ClimbsRocks / auto_ml

[UNMAINTAINED] Automated machine learning for analytics & production
http://auto-ml.readthedocs.io
MIT License
1.64k stars 310 forks source link

TypeError: 'int' object is not subscriptable #322

Closed adam-haber closed 7 years ago

adam-haber commented 7 years ago

Hi,

I'm trying to use auto_ml, and training crashes after what seems to be the end of the GradientBoostingRegressor pipeline.

This is the last "running" output:

[1920] random_holdout_set_from_training_data's score is: -1.454
[1940] random_holdout_set_from_training_data's score is: -1.454
The number of estimators that were the best for this training dataset: 1540
The best score on a random 15 percent holdout set of the training data: -1.45299580275
Finished training the pipeline!
Total training time:
0:59:52

Here are the results from our GradientBoostingRegressor
predicting a1
Calculating feature responses, for advanced analytics.

After which I get a long traceback that ends with:

C:\Users\adamh\Anaconda2\envs\py3\lib\site-packages\auto_ml\predictor.py in create_feature_responses(self, model, X_transformed, y, top_features)
    887             col_result = {}
    888             col_result['Feature Name'] = col_name
--> 889             if col_name[:4] != 'nlp_' and '=' not in col_name and self.column_descriptions.get(col_name, False) != 'categorical':
    890 
    891                 col_std = np.std(X[:, col_idx])

TypeError: 'int' object is not subscriptable

Any ideas on how to solve this?

ClimbsRocks commented 7 years ago

thanks for filing this! i've never seen this one before, which makes me wonder if if might be specific to your dataset.

that error message makes me think it's failing on col_name[:4]. any chance any of your column names are integers? i hadn't realized we were making the assumption that column names aren't integers, but it appears we are.

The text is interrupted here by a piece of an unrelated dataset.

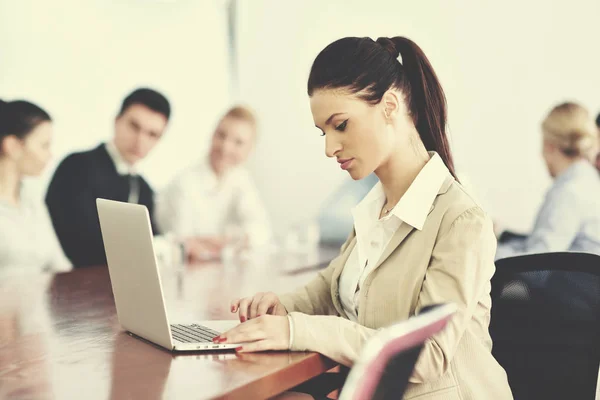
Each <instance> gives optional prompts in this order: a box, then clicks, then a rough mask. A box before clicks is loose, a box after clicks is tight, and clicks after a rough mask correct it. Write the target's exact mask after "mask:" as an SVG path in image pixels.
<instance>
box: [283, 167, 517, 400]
mask: <svg viewBox="0 0 600 400" xmlns="http://www.w3.org/2000/svg"><path fill="white" fill-rule="evenodd" d="M355 245H356V237H355V235H354V233H353V234H352V235H351V236H350V238H349V239H348V241H347V242H346V243H345V244H344V245H343V246H342V249H341V254H340V255H339V256H338V257H337V258H336V259H334V260H333V261H332V262H331V264H330V265H329V267H328V268H327V269H325V270H324V271H323V272H321V273H320V274H319V275H318V276H317V277H316V278H315V279H314V280H313V281H311V282H310V283H309V284H308V285H306V286H305V287H304V288H302V289H300V290H299V291H297V292H295V293H292V294H289V295H284V296H281V302H282V303H283V305H284V306H285V308H286V309H287V311H288V312H289V313H290V314H289V315H290V317H291V318H292V324H291V325H292V327H293V343H292V350H299V351H303V350H311V351H318V352H320V353H322V354H324V355H326V356H328V357H330V358H332V359H333V360H335V361H338V362H340V363H342V364H344V365H348V366H349V365H351V364H352V363H353V362H354V360H356V358H357V357H358V355H359V353H360V351H361V349H362V346H363V344H364V343H365V341H366V340H367V339H368V338H369V337H370V336H371V335H372V334H373V333H374V332H375V330H377V329H380V328H383V327H386V326H389V325H391V324H393V323H395V322H398V321H400V320H405V319H407V318H409V317H410V316H413V315H415V314H418V313H419V310H420V309H422V308H423V307H425V306H427V305H431V304H436V303H445V302H452V303H455V304H456V305H457V306H458V311H457V313H456V314H455V315H454V317H453V318H452V320H451V322H450V323H449V324H448V326H447V327H446V328H445V329H444V331H442V332H440V333H439V334H437V335H435V336H434V337H432V338H431V339H429V340H428V341H427V342H426V344H425V347H424V349H423V351H422V353H421V356H420V358H419V360H418V362H417V365H416V367H415V370H414V372H413V375H412V377H411V379H410V384H409V387H408V388H407V391H406V393H405V398H406V399H412V398H419V399H431V400H433V399H444V400H452V399H457V400H458V399H461V400H480V399H486V400H494V399H498V400H501V399H502V400H505V399H512V394H511V391H510V387H509V385H508V381H507V377H506V373H505V371H504V369H503V368H502V367H501V366H500V365H499V364H498V363H497V362H496V360H495V359H494V357H493V356H492V354H491V348H492V341H491V338H490V335H489V332H488V325H489V321H490V308H491V299H490V279H491V277H492V275H493V274H494V271H495V267H494V253H495V250H496V239H495V237H494V233H493V228H492V222H491V220H490V219H489V217H488V216H487V215H486V214H485V213H484V212H483V210H482V209H481V208H480V207H479V206H478V205H477V204H476V203H475V201H474V200H472V198H471V197H470V196H469V195H468V194H467V193H466V192H465V191H464V189H463V188H462V186H460V184H458V183H457V182H456V181H455V180H454V178H453V177H452V176H451V175H450V174H449V173H448V176H447V178H446V180H445V182H444V183H443V184H442V186H441V188H440V190H439V192H438V194H437V196H436V198H435V199H434V201H433V204H432V205H431V208H430V211H429V215H428V216H427V218H426V220H425V224H424V226H423V229H422V230H416V229H414V228H413V227H412V226H410V225H409V224H407V223H403V224H402V225H401V226H400V228H399V229H398V231H397V232H396V233H395V234H394V236H393V237H392V239H391V241H390V243H389V244H388V246H387V247H386V249H385V251H384V253H383V255H382V257H381V258H380V260H379V262H378V264H377V265H376V266H375V269H374V270H373V271H372V272H371V273H370V274H369V276H368V277H367V279H366V280H365V282H364V285H363V287H362V288H361V292H360V299H359V309H358V323H355V322H352V321H350V320H349V319H348V318H347V315H346V314H345V312H344V310H343V308H342V305H341V304H340V299H339V288H338V280H339V277H340V275H341V273H342V270H343V268H344V265H345V264H346V261H347V260H348V258H349V256H350V253H351V252H352V250H353V248H354V247H355Z"/></svg>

if that doesn't fix it, i've got a couple of asks to debug further

  1. what version of auto_ml are you on, and can you upgrade to the latest version (just released v2.7.0 last night- you can get it with pip install --upgrade auto_ml)
  2. can you give me a full traceback?
  3. if possible, a copy or a small sample of your dataset would be very helpful in debugging more!

but, my hope is it's something simple like we're assuming actual column names, and you're using ints for column names.

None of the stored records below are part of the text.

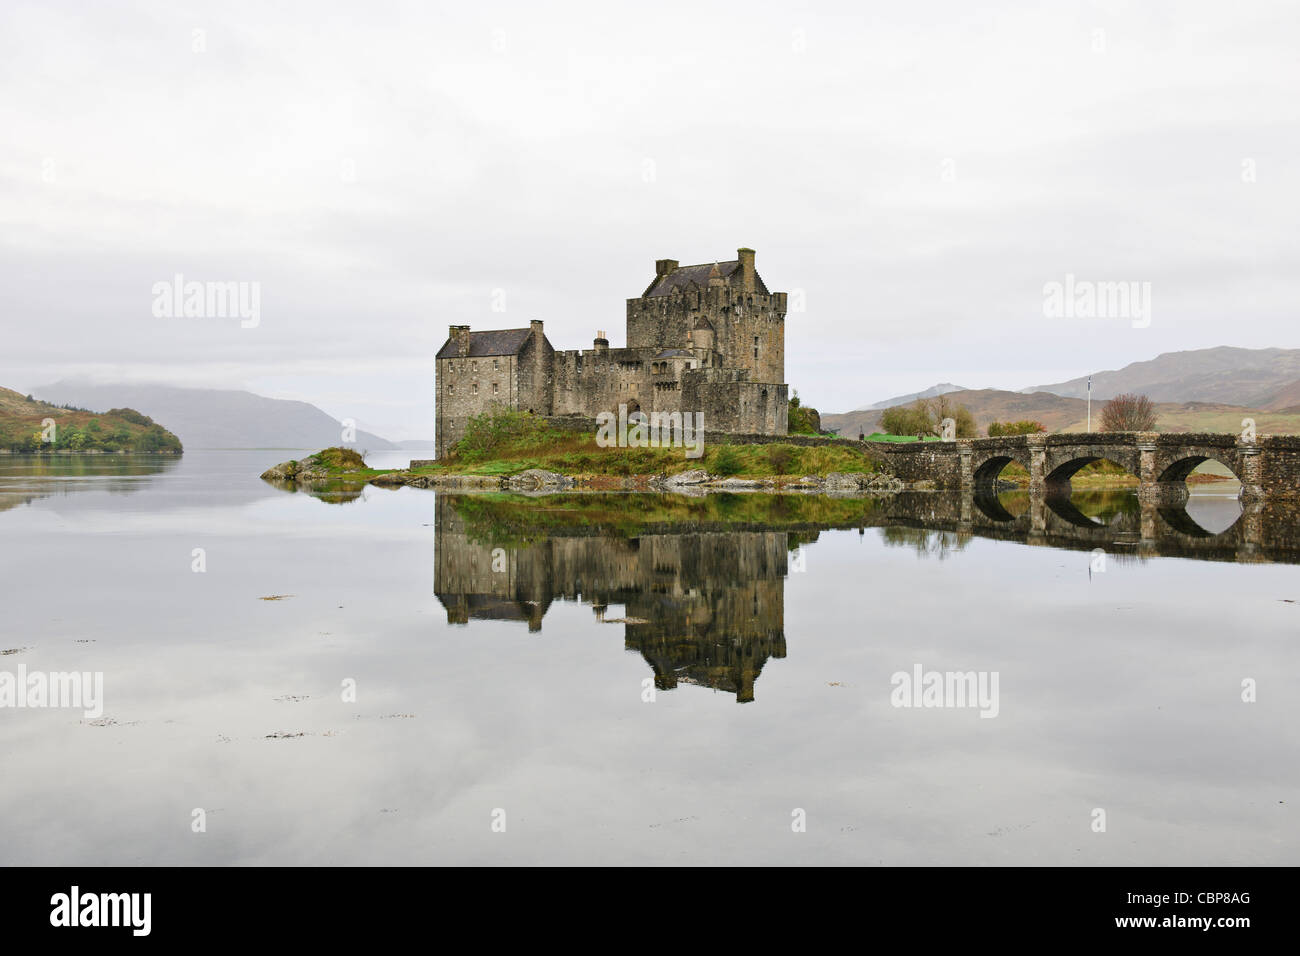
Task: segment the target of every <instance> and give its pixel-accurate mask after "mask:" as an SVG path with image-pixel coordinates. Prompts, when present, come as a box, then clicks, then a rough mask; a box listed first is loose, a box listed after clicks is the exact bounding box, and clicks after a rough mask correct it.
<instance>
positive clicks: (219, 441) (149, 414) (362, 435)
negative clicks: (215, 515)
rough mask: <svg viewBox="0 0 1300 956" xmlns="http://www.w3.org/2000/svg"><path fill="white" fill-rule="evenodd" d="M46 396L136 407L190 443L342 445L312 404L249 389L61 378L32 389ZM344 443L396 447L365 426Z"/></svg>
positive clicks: (316, 446) (323, 445)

adam-haber commented 7 years ago

Changing the column names from int to string did the job! Thanks. :-)

On Tue, Sep 12, 2017 at 7:20 PM, Preston Parry notifications@github.com wrote:

thanks for filing this! i've never seen this one before, which makes me wonder if if might be specific to your dataset.

that error message makes me think it's failing on col_name[:4]. any chance any of your column names are integers? i hadn't realized we were making the assumption that column names aren't integers, but it appears we are.

if that doesn't fix it, i've got a couple of asks to debug further

  1. what version of auto_ml are you on, and can you upgrade to the latest version (just released v2.7.0 last night- you can get it with pip install --upgrade auto_ml)
  2. can you give me a full traceback?
  3. if possible, a copy or a small sample of your dataset would be very helpful in debugging more!

but, my hope is it's something simple like we're assuming actual column names, and you're using ints for column names.

— You are receiving this because you authored the thread. Reply to this email directly, view it on GitHub https://github.com/ClimbsRocks/auto_ml/issues/322#issuecomment-328905313, or mute the thread https://github.com/notifications/unsubscribe-auth/AeXqSYTHiB1w6bYbKoWgJ0oUjLdetpOZks5shq9agaJpZM4PUjFm .

ClimbsRocks commented 7 years ago

glad that worked! thanks for filing the issue- that's one more usability bug that we'll try to improve when we get the chance. don't hesitate to reach out with any other questions/bugs/feature requests!